コンサルタントの視点から:「アライナー矯正の採算性と現状を考える」
1.はじめに
昨年10月に医療法人社団友伸會が37億円の負債を抱えて民事再生法の適用を申請した。東京プラス歯科矯正歯科の名称で全国の主要都市に展開し、29医院で年収入高約86億3300万円の日本最大級の歯科医療法人に成長していた。
2.トラブルも増加している
背景に、マスコミがキレイライン矯正についての訴訟やトラブルの記事をとりあげていたことも要因として推察される。図表は、日本臨床矯正歯科医会が、2004年から公式ホームページ内に開設している「アライナーを利用した治療によるトラブルの相談件数の推移」である。2019年には21件だったのが、2021年には83件に急増している。当然ながら、症例が多いとトラブルも多くなる。
3.アライナー矯正の採算性を考える
アライナー矯正には技工料がかかる。キレイライン矯正は症例によってアライナーの枚数が違い、枚数で価格が違ってくる。WEBサイトでは、初回2万円(税込22,000円)、2回目以降 5万円(税込55,000円)で、4回コース17.6万円(税込)、7回コース、31.9万円(税込)、10回コース46.2万円(税込)となっており、症例によって総額は20万円~70万円とばらついている。技工料は推測になるが、仮に他のアライナー矯正と同水準の約30%とすれば、2回目以降の5万円のうち1万5千円が技工料である。

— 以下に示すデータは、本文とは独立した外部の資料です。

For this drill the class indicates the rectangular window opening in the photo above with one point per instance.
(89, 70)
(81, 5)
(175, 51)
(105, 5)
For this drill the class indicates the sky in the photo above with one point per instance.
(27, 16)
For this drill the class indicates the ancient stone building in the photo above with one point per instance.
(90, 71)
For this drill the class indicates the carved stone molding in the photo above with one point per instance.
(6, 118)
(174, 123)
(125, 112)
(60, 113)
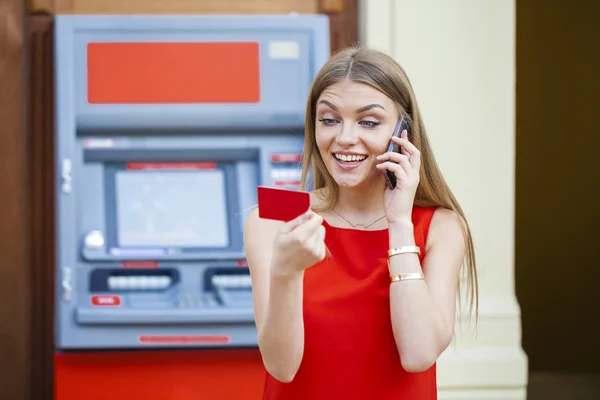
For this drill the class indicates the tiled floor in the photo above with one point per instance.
(559, 386)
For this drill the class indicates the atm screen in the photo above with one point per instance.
(171, 208)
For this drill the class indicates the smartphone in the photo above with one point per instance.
(402, 124)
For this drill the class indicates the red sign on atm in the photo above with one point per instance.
(173, 72)
(106, 301)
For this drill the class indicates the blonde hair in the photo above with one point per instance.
(383, 73)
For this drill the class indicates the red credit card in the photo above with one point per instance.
(282, 204)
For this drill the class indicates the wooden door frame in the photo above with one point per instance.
(15, 332)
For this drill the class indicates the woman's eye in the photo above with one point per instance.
(328, 121)
(369, 124)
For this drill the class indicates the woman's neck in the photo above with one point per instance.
(360, 205)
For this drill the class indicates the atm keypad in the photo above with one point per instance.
(138, 282)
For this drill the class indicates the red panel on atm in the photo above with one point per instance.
(159, 375)
(173, 72)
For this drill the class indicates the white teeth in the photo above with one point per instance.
(349, 158)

勤務医に技工料控除後の6割を支払うと2万1千円で、医院に1万4千円、28%が残る。しかし、広告費が問題である。広域的に集患するには少なくとも1医院について年間2000万円程度のWeb広告費をかける必要があるだろう。矯正の初診患者数が年間200人なら毎月16.7人がスタートする。広告費は1人10万円である。医院の取り分は7回コースで毎回5万円としても、1万4千円×7=9万8千円。広告費だけで粗利益が吹き飛んでしまう。

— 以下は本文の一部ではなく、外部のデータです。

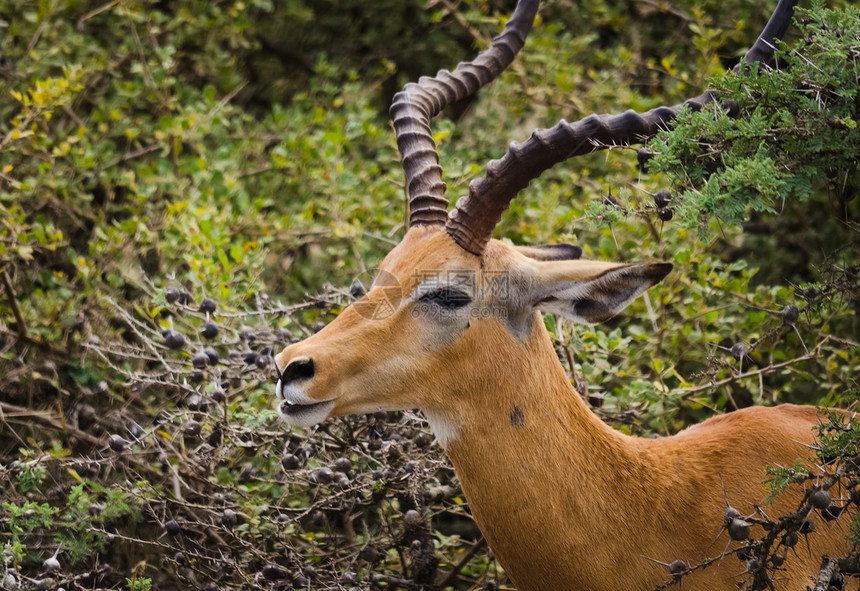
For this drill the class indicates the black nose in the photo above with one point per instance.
(298, 369)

つまり、広域的にアライナー矯正の集患をめざして、駅前での高額の家賃と広告費を負担するというような経営形態は、採算性が厳しいとみられるのだ。
5.まとめ
アライナー矯正で成功するための経営の方向性を考えてみよう。
- 価格競争は避ける:低価格を売り物したビジネスモデルは簡単に対抗値下げを受けるからである。
- 過度な広告宣伝での集患は避ける。広域的に集患するには高額の広告費が必要である。広告で患者が増えれば歯科医師や歯科衛生士を高額の報酬で集める必要があり、集患と広告と人件費のイタチごっこに陥る。

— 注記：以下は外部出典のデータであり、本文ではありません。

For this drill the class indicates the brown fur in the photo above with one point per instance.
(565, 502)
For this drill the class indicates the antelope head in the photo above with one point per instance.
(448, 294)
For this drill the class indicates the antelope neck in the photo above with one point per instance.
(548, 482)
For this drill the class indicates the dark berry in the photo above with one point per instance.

- 自医院を選んでいただける差別化戦略を強化する:例えばインビザラインコンプリヘンシブはどこも同じ値段である。価格に差がなければ通いやすさや信頼感で医院を選ぶだろう。医師やスタッフの接遇や気配り、待合室の過ごしやすさなど、他院を差別化する小さな差を積み重ねることが強みになっていく。
- 経営のバランスを考える:安定的に経営するには、いたずらに拡大を考えず、歯科医師、歯科衛生士数と患者数、適度な広告宣伝費というバランスが大切である。